Incarcérés ou remis en liberté ? Si dans la grande majorité des cas, les individus revenants de Syrie sont placés en détention en attendant leur procès, certains échappent à la case prison, et bénéficient d’un placement sous contrôle judiciaire. Celui-ci peut être plus ou moins strict, avec par exemple une assignation à résidence, un bracelet électronique, ou encore une obligation de pointer plusieurs fois par semaine au commissariat.
Quelles étaient leurs motivations ? Il existe autant de motifs de remise en liberté que de profils. Les juges des libertés et de la détention passent au crible tout le parcours du suspect. L’une des premières questions à laquelle ils doivent répondre est de savoir si l’individu avait des motivations "humanitaires" ou "guerrières". "Il faut admettre qu’il y a des gens qui ne pensent pas comme nous. Pour beaucoup de mes clients, les informations télévisées sont présentées par des gens qui camouflent la réalité. Quand on leur demande s’ils n’ont pas vu les informations décrivant la violence de l’EI, ils répondent : ‘Oui, et alors ? Vous croyez tout ce qui est dit ?’", rapporte Me David Apelbaum, conseil d’ex-djihadistes toujours incarcérés, contacté par Le Monde.
Qu’est-ce-que la dangerosité ? L’autre question subjective à laquelle doivent répondre les juges est le degré de dangerosité des suspects. Le rapport de la commission parlementaire sur la surveillance des filières et des individus djihadistes, remis en juin dernier, souligne la diversité des profils et considère que le danger qu’ils peuvent représenter est "particulièrement difficile à évaluer". Les "revenants" de Syrie doivent notamment prouver qu’ils se sont éloignés des thèses djihadistes. Et qu’ils n’ont plus de contact avec des membres de l’Etat islamique.
Les magistrats attachent également de l’importance au casier judiciaire vierge des suspects. Ils prennent aussi en compte leur situation familiale et professionnelle : sont-ils mariés ? Ont-ils des enfants ? Ont-ils un travail stable ? Autant d’éléments qui vont en faveur d’un placement sous contrôle judiciaire.
L’importance du suivi psychologique. Dans certains cas, notamment concernant les profils des désabusés, ces remises en liberté doivent s’accompagner d’un suivi psychiatrique. Selon Louis Crocq, psychiatre spécialiste des traumatismes psychologiques et créateur des cellules d’urgence médico-psychologiques, les repentis sont des "traumatisés qui ont vu la mort de très près. Soit en tant que victimes des bombardements, soit témoins des exactions, ou quelquefois forcés, presque acteurs".
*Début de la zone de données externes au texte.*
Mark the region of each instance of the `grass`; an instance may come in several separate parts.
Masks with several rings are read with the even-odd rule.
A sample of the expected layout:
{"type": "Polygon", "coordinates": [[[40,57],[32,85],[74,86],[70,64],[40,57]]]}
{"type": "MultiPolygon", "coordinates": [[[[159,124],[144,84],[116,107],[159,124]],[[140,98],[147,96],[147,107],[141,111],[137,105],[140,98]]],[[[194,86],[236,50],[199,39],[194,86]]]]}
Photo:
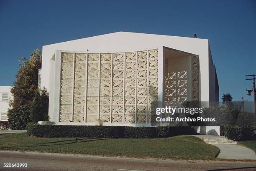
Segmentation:
{"type": "Polygon", "coordinates": [[[239,142],[242,146],[248,148],[256,153],[256,140],[245,141],[239,142]]]}
{"type": "Polygon", "coordinates": [[[0,151],[118,156],[141,158],[206,159],[215,158],[217,147],[198,138],[180,136],[161,138],[35,138],[26,133],[0,135],[0,151]]]}

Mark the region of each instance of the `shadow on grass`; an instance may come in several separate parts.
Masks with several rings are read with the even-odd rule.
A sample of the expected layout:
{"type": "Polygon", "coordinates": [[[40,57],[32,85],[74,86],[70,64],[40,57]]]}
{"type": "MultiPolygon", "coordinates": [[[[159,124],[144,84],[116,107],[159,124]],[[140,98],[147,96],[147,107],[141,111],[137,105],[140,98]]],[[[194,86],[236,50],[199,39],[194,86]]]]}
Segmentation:
{"type": "Polygon", "coordinates": [[[48,142],[47,143],[41,143],[41,144],[49,144],[49,143],[61,143],[61,142],[72,141],[76,141],[76,140],[79,141],[79,140],[87,140],[87,139],[93,139],[93,138],[82,138],[82,139],[77,138],[77,140],[76,140],[75,139],[69,140],[59,141],[58,141],[48,142]]]}
{"type": "Polygon", "coordinates": [[[235,168],[222,168],[221,169],[213,169],[213,170],[207,170],[207,171],[229,171],[233,170],[241,170],[246,168],[256,168],[256,167],[239,167],[235,168]]]}
{"type": "Polygon", "coordinates": [[[5,148],[24,148],[24,147],[43,147],[43,146],[59,146],[59,145],[67,145],[67,144],[73,144],[73,143],[86,143],[86,142],[90,142],[90,141],[100,141],[100,140],[107,140],[107,139],[111,139],[112,138],[100,138],[100,139],[91,139],[93,138],[90,138],[90,139],[88,140],[85,140],[85,141],[80,141],[80,140],[86,140],[87,139],[89,139],[89,138],[83,138],[83,139],[80,139],[79,140],[77,140],[77,141],[76,141],[75,139],[74,140],[65,140],[64,141],[56,141],[56,142],[49,142],[51,143],[58,143],[58,142],[63,142],[63,141],[74,141],[74,142],[71,142],[69,143],[57,143],[57,144],[47,144],[47,145],[38,145],[38,146],[11,146],[11,147],[0,147],[0,149],[5,149],[5,148]]]}

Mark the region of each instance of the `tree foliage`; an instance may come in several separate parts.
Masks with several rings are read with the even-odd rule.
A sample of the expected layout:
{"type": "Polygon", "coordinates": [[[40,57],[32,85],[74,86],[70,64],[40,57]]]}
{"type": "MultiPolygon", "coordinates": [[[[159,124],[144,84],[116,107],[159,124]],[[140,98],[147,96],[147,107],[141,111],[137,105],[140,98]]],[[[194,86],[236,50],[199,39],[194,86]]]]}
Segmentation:
{"type": "MultiPolygon", "coordinates": [[[[44,113],[48,110],[47,91],[44,89],[40,95],[38,89],[38,71],[42,63],[41,51],[36,49],[31,53],[29,60],[24,57],[19,58],[19,68],[15,75],[16,79],[10,91],[13,99],[9,101],[10,109],[7,112],[8,122],[11,129],[26,129],[27,123],[31,122],[30,115],[32,105],[35,105],[34,101],[37,102],[38,100],[42,102],[40,112],[36,115],[44,113]],[[34,100],[35,96],[37,97],[34,100]]],[[[44,115],[43,117],[47,119],[44,115]]],[[[32,118],[35,121],[34,116],[32,118]]]]}
{"type": "Polygon", "coordinates": [[[29,60],[19,58],[19,69],[15,75],[16,80],[11,88],[13,99],[10,106],[14,109],[24,105],[30,105],[38,92],[38,70],[41,68],[42,52],[36,49],[31,54],[29,60]]]}
{"type": "Polygon", "coordinates": [[[232,101],[233,99],[233,97],[229,93],[228,93],[228,94],[223,93],[221,98],[223,101],[232,101]]]}
{"type": "Polygon", "coordinates": [[[234,106],[234,104],[232,102],[232,99],[233,97],[229,93],[228,94],[223,93],[221,99],[222,99],[223,102],[222,103],[230,107],[233,107],[234,106]]]}
{"type": "Polygon", "coordinates": [[[31,106],[30,118],[32,122],[48,121],[48,104],[49,95],[47,90],[44,87],[41,93],[37,92],[31,106]]]}
{"type": "Polygon", "coordinates": [[[18,109],[8,110],[8,123],[11,129],[26,129],[27,124],[31,122],[29,117],[30,106],[24,105],[18,109]]]}

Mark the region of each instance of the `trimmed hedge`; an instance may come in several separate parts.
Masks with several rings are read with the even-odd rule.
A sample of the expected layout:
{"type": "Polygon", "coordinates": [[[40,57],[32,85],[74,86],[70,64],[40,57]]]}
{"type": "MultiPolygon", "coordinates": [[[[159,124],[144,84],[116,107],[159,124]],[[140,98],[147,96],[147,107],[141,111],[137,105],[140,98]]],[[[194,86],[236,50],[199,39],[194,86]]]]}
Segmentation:
{"type": "Polygon", "coordinates": [[[254,130],[252,126],[227,126],[225,128],[225,136],[236,141],[248,140],[253,138],[254,130]]]}
{"type": "Polygon", "coordinates": [[[189,127],[131,127],[39,125],[29,123],[29,136],[38,137],[155,138],[195,133],[189,127]]]}

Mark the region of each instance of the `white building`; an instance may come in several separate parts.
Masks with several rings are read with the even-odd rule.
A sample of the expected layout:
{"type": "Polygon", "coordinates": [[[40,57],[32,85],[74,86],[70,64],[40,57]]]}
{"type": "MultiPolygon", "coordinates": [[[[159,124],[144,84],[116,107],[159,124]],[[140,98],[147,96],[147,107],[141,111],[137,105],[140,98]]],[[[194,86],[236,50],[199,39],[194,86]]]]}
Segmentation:
{"type": "Polygon", "coordinates": [[[8,100],[11,98],[10,86],[0,86],[0,121],[7,121],[8,100]]]}
{"type": "Polygon", "coordinates": [[[41,77],[57,124],[151,126],[165,101],[219,100],[207,39],[120,32],[47,45],[41,77]]]}

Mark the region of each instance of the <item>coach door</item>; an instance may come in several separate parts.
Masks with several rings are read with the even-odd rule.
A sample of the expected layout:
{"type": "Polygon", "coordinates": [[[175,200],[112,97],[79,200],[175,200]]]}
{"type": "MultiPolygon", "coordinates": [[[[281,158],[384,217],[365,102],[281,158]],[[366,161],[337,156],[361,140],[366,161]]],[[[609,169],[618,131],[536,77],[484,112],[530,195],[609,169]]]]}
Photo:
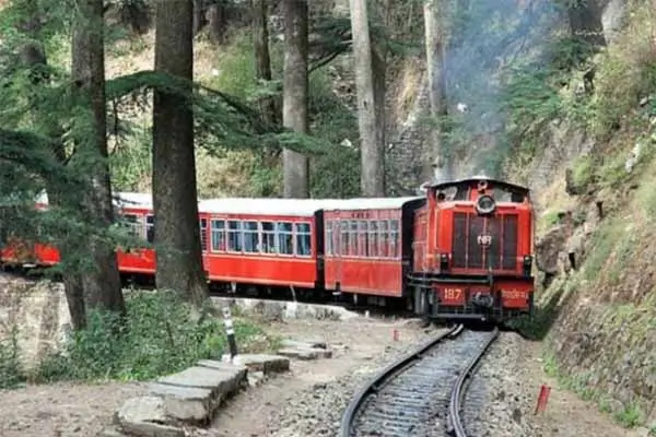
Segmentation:
{"type": "Polygon", "coordinates": [[[414,251],[414,271],[426,271],[426,216],[419,214],[414,220],[412,250],[414,251]]]}

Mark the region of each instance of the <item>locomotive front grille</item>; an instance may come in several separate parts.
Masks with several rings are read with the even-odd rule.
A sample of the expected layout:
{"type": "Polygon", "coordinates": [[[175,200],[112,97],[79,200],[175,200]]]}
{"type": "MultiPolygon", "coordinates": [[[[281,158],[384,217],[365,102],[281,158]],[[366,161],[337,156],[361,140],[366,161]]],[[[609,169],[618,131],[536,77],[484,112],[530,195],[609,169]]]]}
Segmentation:
{"type": "Polygon", "coordinates": [[[456,212],[452,247],[453,268],[515,270],[517,215],[456,212]]]}

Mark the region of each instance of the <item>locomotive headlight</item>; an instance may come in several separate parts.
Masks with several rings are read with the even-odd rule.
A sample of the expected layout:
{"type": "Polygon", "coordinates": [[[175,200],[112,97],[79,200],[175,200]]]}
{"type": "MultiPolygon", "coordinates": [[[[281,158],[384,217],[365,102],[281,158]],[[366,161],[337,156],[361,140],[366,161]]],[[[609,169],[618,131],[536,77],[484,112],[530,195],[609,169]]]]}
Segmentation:
{"type": "Polygon", "coordinates": [[[530,255],[526,255],[524,257],[524,274],[526,276],[530,276],[531,265],[532,265],[532,257],[530,255]]]}
{"type": "Polygon", "coordinates": [[[491,214],[494,212],[496,208],[496,203],[494,203],[494,199],[492,199],[488,194],[483,194],[476,201],[476,210],[479,214],[491,214]]]}
{"type": "Polygon", "coordinates": [[[446,272],[448,270],[448,253],[442,253],[440,256],[440,271],[446,272]]]}

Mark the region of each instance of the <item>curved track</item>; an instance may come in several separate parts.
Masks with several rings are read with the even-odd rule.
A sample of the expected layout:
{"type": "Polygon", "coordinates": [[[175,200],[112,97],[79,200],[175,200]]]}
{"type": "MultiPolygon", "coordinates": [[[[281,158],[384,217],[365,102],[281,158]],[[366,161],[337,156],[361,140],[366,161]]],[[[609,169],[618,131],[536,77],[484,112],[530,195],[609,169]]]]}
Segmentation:
{"type": "Polygon", "coordinates": [[[499,335],[457,326],[376,375],[342,416],[340,436],[467,437],[460,421],[466,382],[499,335]]]}

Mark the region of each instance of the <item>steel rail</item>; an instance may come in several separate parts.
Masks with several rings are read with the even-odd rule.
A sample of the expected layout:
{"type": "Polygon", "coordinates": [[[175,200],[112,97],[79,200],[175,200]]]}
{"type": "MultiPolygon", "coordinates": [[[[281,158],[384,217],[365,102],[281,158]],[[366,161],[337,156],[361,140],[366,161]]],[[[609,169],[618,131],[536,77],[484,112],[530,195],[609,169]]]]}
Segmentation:
{"type": "Polygon", "coordinates": [[[465,327],[462,324],[457,324],[448,331],[435,336],[434,339],[431,339],[430,341],[423,343],[421,346],[415,349],[412,353],[405,355],[396,362],[391,363],[389,366],[385,367],[383,370],[376,374],[371,380],[368,380],[366,385],[362,389],[360,389],[360,391],[356,392],[356,394],[351,400],[351,403],[344,411],[344,414],[342,415],[341,420],[339,435],[341,437],[351,436],[351,429],[353,426],[355,414],[358,413],[364,401],[371,394],[377,393],[378,390],[385,387],[387,382],[393,380],[397,374],[401,373],[402,370],[415,364],[417,362],[420,362],[423,357],[423,354],[426,351],[429,351],[430,349],[432,349],[433,346],[441,343],[447,338],[453,339],[457,336],[460,332],[462,332],[464,328],[465,327]]]}
{"type": "Polygon", "coordinates": [[[462,421],[460,420],[460,402],[462,401],[462,397],[466,392],[464,389],[465,382],[467,382],[475,374],[475,369],[481,358],[485,355],[485,352],[494,343],[494,341],[499,338],[499,328],[494,328],[490,339],[485,342],[483,347],[481,347],[480,352],[471,358],[465,371],[460,374],[454,387],[452,388],[450,401],[448,404],[448,423],[449,423],[449,433],[456,437],[467,437],[467,433],[462,427],[462,421]]]}

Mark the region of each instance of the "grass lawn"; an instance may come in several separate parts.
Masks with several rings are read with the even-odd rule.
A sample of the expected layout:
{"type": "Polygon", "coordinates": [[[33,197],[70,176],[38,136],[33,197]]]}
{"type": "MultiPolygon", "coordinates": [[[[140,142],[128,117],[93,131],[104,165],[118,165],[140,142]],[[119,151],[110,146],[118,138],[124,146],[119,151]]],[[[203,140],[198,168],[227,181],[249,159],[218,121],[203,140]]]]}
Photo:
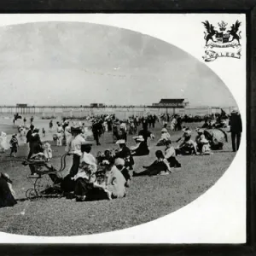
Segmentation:
{"type": "MultiPolygon", "coordinates": [[[[201,124],[189,124],[194,128],[197,125],[201,124]]],[[[143,166],[154,160],[157,149],[164,149],[164,147],[155,146],[160,128],[158,124],[153,131],[155,139],[149,143],[150,154],[135,157],[136,172],[142,171],[143,166]]],[[[180,131],[172,132],[172,141],[181,134],[180,131]]],[[[194,131],[192,138],[195,137],[194,131]]],[[[112,143],[112,136],[108,133],[101,143],[102,146],[93,147],[94,155],[99,150],[117,147],[112,143]]],[[[128,146],[133,144],[132,137],[129,136],[128,146]]],[[[64,147],[52,146],[52,148],[54,159],[51,162],[58,168],[64,147]]],[[[18,157],[15,160],[9,158],[8,153],[0,154],[1,172],[10,176],[18,199],[24,199],[26,189],[32,188],[32,183],[26,178],[29,168],[20,164],[26,155],[27,148],[24,146],[19,148],[18,157]]],[[[231,152],[229,134],[229,143],[222,151],[215,151],[208,156],[178,156],[182,167],[174,169],[171,175],[133,177],[127,195],[123,199],[89,202],[76,202],[66,198],[21,200],[14,207],[0,208],[0,231],[28,236],[78,236],[146,223],[183,207],[207,191],[224,174],[235,155],[231,152]]],[[[68,172],[71,160],[68,157],[63,176],[68,172]]]]}

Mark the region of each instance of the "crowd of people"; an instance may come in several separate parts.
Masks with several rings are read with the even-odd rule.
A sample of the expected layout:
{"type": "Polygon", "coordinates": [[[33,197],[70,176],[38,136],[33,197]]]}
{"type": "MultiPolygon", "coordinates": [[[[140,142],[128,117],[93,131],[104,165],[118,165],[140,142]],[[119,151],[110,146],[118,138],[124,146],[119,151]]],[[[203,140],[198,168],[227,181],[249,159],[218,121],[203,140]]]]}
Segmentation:
{"type": "MultiPolygon", "coordinates": [[[[167,118],[167,117],[166,117],[167,118]]],[[[232,139],[233,151],[239,148],[241,133],[241,120],[238,111],[235,109],[230,114],[230,125],[232,139]]],[[[49,123],[49,131],[53,133],[53,139],[58,147],[65,146],[67,154],[73,156],[72,166],[65,177],[60,177],[57,173],[51,173],[50,178],[55,184],[58,184],[67,198],[75,198],[78,201],[88,200],[114,199],[125,197],[126,189],[131,186],[131,177],[168,175],[173,168],[181,167],[177,160],[177,155],[186,154],[211,154],[212,150],[222,149],[224,143],[222,137],[226,138],[225,132],[219,130],[220,136],[214,137],[207,131],[209,126],[206,126],[209,120],[206,120],[201,128],[197,128],[195,139],[192,139],[192,130],[189,127],[182,126],[183,119],[174,115],[168,120],[162,116],[147,114],[143,117],[131,116],[128,120],[119,120],[114,114],[88,117],[86,121],[91,123],[89,128],[81,121],[76,122],[63,119],[62,122],[56,123],[56,132],[53,133],[54,124],[49,123]],[[144,166],[141,172],[134,170],[136,158],[149,154],[148,140],[154,140],[155,136],[152,132],[156,122],[163,122],[161,135],[156,142],[156,146],[165,146],[164,152],[154,152],[155,160],[144,166]],[[149,129],[151,131],[149,131],[149,129]],[[182,130],[183,135],[172,145],[169,131],[182,130]],[[100,138],[105,132],[112,132],[113,143],[118,145],[114,150],[98,152],[95,157],[90,152],[95,140],[96,145],[100,145],[100,138]],[[135,145],[127,146],[127,136],[133,135],[135,145]],[[89,139],[89,137],[91,137],[89,139]]],[[[221,121],[221,120],[220,120],[221,121]]],[[[24,132],[24,130],[20,130],[24,132]]],[[[45,129],[42,130],[43,137],[45,136],[45,129]]],[[[10,140],[11,155],[15,155],[19,147],[16,134],[10,140]]],[[[5,148],[4,138],[6,134],[1,133],[0,149],[5,148]]],[[[33,161],[40,157],[48,161],[52,157],[49,143],[43,143],[39,135],[39,129],[33,125],[31,119],[30,129],[26,133],[26,143],[29,145],[28,161],[33,161]]],[[[38,172],[36,166],[29,165],[31,175],[37,176],[38,172]]],[[[51,166],[52,170],[54,168],[51,166]]],[[[8,183],[9,181],[6,174],[1,174],[0,182],[8,183]]],[[[10,188],[9,182],[8,187],[10,188]]],[[[8,188],[5,184],[5,188],[8,188]]],[[[9,191],[11,191],[9,189],[9,191]]],[[[3,191],[1,193],[3,193],[3,191]]],[[[12,193],[9,194],[13,195],[12,193]]],[[[12,197],[12,205],[15,204],[12,197]]],[[[1,205],[0,205],[1,207],[1,205]]]]}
En février dernier, dans le documentaire de France 5 Engrenages, les jeunes face à l’islam, Bernard Cazeneuve estimait déjà que les suivis judiciaires devaient se coupler à un suivi psychologique. "Ces personnes justifient une prise en charge très lourde, pour laquelle nous ne sommes pas préparés, […] pour reconstruire des personnes détruites physiquement et psychologiquement", estimait le ministre de l’Intérieur, rappelle Slate.
Placés dans des centres fermés ? Plus récemment, le gouvernement a annoncé la création de structures de déradicalisation, l’une "fermée" à destination des djihadistes de retour de Syrie. Le but de ce centre est notamment d’amorcer un processus de déradicalisation pour ramener ces individus sur la voie de la réinsertion. Cette structure centre se rapproche du fonctionnement des centres fermés, dans le sens où il constitue "un dispositif complémentaire et intermédiaire entre les solutions classiques de placement et l'incarcération".